A Closer Look at WMC’s Electives



It’s that time of year again, the time when the scheduling meetings begin as students consider their options for classes next year. However, students often don’t have a good idea of all the classes available for them to take at WMC, especially electives. After all, who wants to go scrolling through the pages and pages of the Program of Studies? This article gives an overview of some wonderful options and perhaps will inspire those who are lost in their search to fill their schedule for 2021-2022.

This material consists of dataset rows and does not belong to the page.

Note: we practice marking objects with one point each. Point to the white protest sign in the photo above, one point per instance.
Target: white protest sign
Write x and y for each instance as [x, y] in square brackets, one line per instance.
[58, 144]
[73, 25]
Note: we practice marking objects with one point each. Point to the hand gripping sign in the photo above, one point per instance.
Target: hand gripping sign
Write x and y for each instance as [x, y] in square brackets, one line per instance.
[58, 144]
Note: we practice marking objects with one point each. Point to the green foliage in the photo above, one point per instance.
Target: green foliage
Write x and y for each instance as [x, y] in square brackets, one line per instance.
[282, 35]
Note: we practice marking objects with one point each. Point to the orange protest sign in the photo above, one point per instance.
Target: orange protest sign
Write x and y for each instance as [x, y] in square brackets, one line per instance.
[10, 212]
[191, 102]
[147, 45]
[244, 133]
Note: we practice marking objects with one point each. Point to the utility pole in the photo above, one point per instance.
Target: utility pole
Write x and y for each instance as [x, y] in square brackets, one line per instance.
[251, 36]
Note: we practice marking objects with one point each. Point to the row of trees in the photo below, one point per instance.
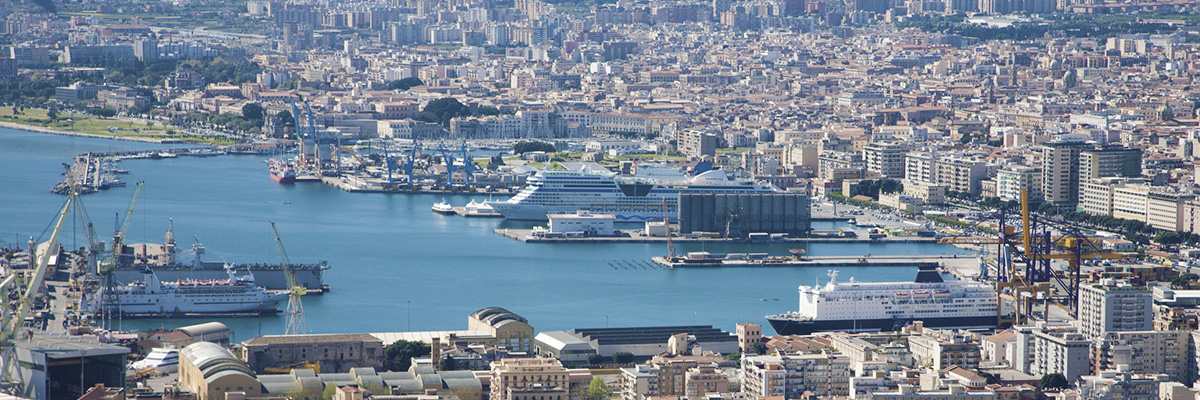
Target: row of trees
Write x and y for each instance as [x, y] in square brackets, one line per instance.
[873, 187]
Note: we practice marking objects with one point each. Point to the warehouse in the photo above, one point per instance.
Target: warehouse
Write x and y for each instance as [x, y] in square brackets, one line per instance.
[738, 215]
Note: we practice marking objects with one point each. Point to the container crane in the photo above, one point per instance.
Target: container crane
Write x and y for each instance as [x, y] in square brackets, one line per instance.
[295, 309]
[11, 322]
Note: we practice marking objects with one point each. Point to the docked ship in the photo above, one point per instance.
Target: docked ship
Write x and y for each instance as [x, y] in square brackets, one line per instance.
[161, 359]
[153, 297]
[886, 306]
[281, 172]
[162, 258]
[583, 186]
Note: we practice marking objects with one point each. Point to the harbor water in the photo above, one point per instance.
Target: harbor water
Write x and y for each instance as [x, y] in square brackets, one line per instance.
[395, 264]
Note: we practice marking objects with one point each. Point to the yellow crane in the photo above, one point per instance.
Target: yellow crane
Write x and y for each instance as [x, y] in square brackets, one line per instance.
[287, 369]
[295, 309]
[11, 321]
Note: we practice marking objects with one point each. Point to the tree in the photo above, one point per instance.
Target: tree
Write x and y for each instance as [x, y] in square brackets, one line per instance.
[449, 364]
[405, 84]
[1168, 238]
[1054, 381]
[399, 356]
[443, 109]
[252, 111]
[598, 389]
[595, 359]
[286, 118]
[330, 392]
[533, 145]
[991, 378]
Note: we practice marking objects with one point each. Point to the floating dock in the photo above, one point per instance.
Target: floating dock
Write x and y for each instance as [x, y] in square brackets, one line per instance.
[629, 236]
[820, 262]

One of the exciting and unique electives our school has to offer is Entrepreneurship. It is split into two classes, and the first to take would be “Entrepreneurship: Business Opportunity.” Mrs. Fabin, who has taught the course before, says that it allows students to “own, operate, and assume the risk of a business venture.”They learn about the characteristics of successful entrepreneurs, marketing, different types of economic systems that may be outside the US, business planning, target markets, and more. There’s not only the opportunity to learn about entrepreneurship in this class, but to apply it as well. In the past, students have created a cereal, designed the box themselves and promoted the cereal accordingly to their target market. It’s a great way to get familiar with both business terms as well as getting in touch with their creativity, which is essential in the field. Taking this class is an opportunity that allows students to delve into the business world before they step foot in college. Lizzie Rubright, sophomore, said that her favorite part of the class was exploring lots of different kinds of businesses as well as designing a business of her own. Mrs. Fabin says that “20% of all college students major in business but only a fraction of that amount take a business course in high school.” This course is both advantageous and informative for not only those who want to pursue business, but also those who aren’t sure what they want to pursue in college and beyond, to learn about a new possibility for a major.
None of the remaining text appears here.